La commission fédérale
relève, dans l'arrêt cité, qu'il appartient au premier chef à l'autorité
d'adjudication de définir la suite de la procédure après l'annulation d'une
telle décision. Elle laisse toutefois entendre que cette dernière pourrait ne
pas reprendre le processus ab ovo et considérer que, dans la mesure où les
autres concurrents n'ont pas contesté l'adjudication querellée, seuls
resteraient en lice la recourante et l'adjudicataire (même arrêt, consid. 3
lit. c). Evelyne Clerc, au contraire, n'écarte pas l'idée que l'annulation de
la décision d'adjudication puisse déboucher en définitive sur une attribution
des travaux à une autre entreprise que la recourante et l'adjudicataire.
b) Il résulte assez
clairement des développements qui précèdent que la décision de la Municipalité
de C* adjugeant les travaux relatifs à la
construction d'un collège (terrassement, maçonnerie, aménagements extérieurs)
doit être annulée.
En l'occurrence, il
apparaît au surplus difficile de transposer la solution retenue par la
Commission fédérale de recours dans son prononcé du 29 avril 1998. Les vices
constatés dans la présente cause diffèrent de ceux sanctionnés par l'autorité
fédérale; dans le jugement en question, le pouvoir adjudicateur avait négocié
de manière occulte les conditions du contrat avec l'adjudicataire, lors
d'entretiens téléphoniques. Dans la présente espèce au contraire, les
négociations ont été conduites avec quatre entreprises concurrentes et la
procédure a péché par d'autres violations du principe de transparence encore.

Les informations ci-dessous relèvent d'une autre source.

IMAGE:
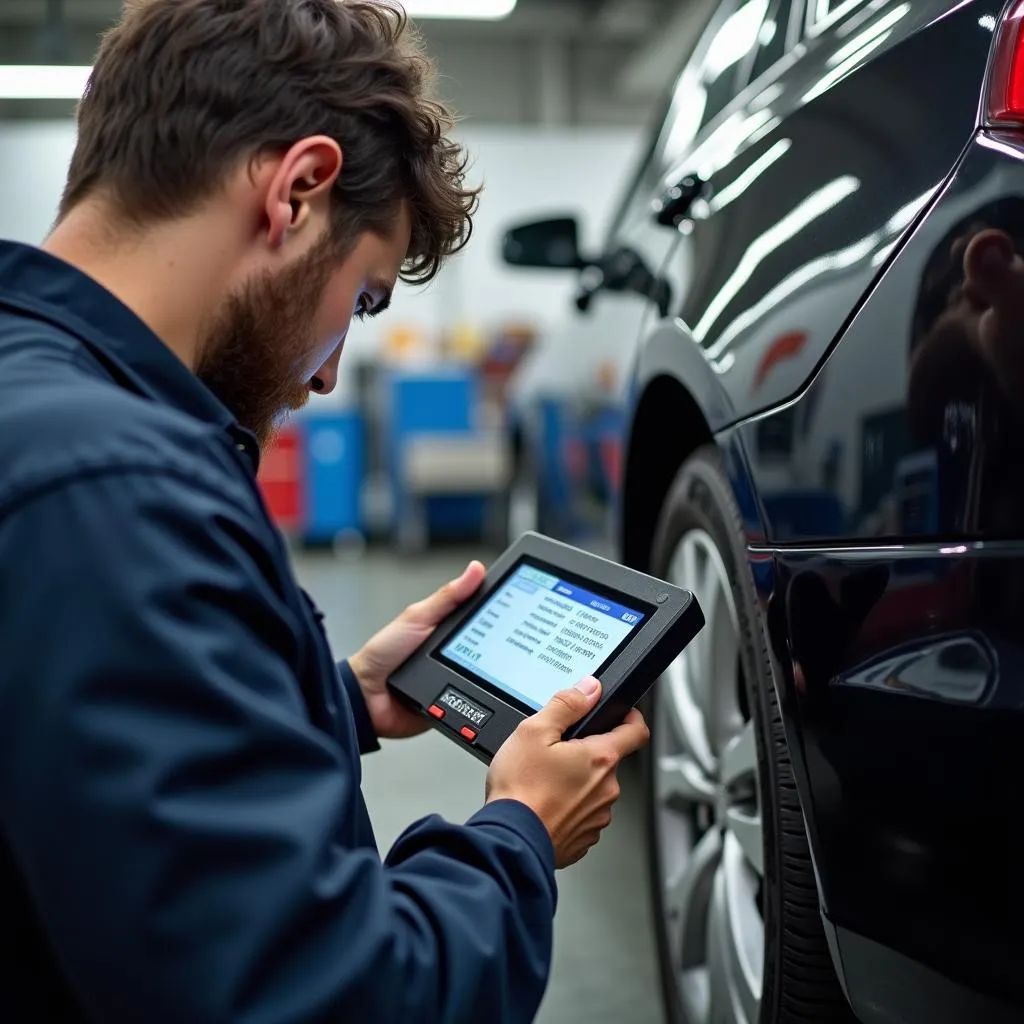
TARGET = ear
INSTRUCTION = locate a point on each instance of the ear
(300, 184)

Dans ces conditions, il ne paraît pas possible d'accorder à la Municipalité de
C* la faculté de rendre une nouvelle décision
d'adjudication après avoir réévalué les seules offres de M* SA et de B* SA.
Au demeurant, la municipalité, qui est intéressée au premier chef à éviter une
prolongation de la procédure, aboutit apparemment au même résultat dans son
écriture du 18 décembre 1998 en admettant - à titre subsidiaire il est vrai -
que la passation du marché doit être reprise ab ovo; il n'est toutefois pas
exclu (notamment au regard des considérations développées par Evelyne Clerc,
op. cit.) que la municipalité puisse également répéter uniquement, après en
avoir précisé les conditions, en particulier après avoir arrêté les critères
d'adjudication et les avoir annoncé aux concurrents en lice la phase de récolte
des offres auprès des huit entreprises déjà sélectionnées.
- En résumé, le recours
sera donc admis, la décision attaquée devant être annulée.
Vu l'issue du pourvoi,
l'émolument d'arrêt sera mis à la charge de la Commune de C*, laquelle versera également des dépens à la
recourante (art. 55 LJPA).
Par ces motifs
le Tribunal administratif
arrête:
I. Le recours est
admis.
II. La décision de
la Municipalité de C*, des 20/22 juillet
1998, adjugeant des travaux pour la construction d'un collège à J* B* & Cie SA
est annulée.
III. L'émolument
d'arrêt, mis à la charge de la Commune de C*,
est fixé à 1'500 (mille cinq cents) francs.
IV. Cette dernière
doit en outre à M* M* SA un montant de 2'000 (deux mille) francs, à titre de dépens.
ft/Lausanne, le 22 janvier 1999/gz
Le
président :
Le présent arrêt est communiqué aux
destinataires de l'avis d'envoi ci-joint.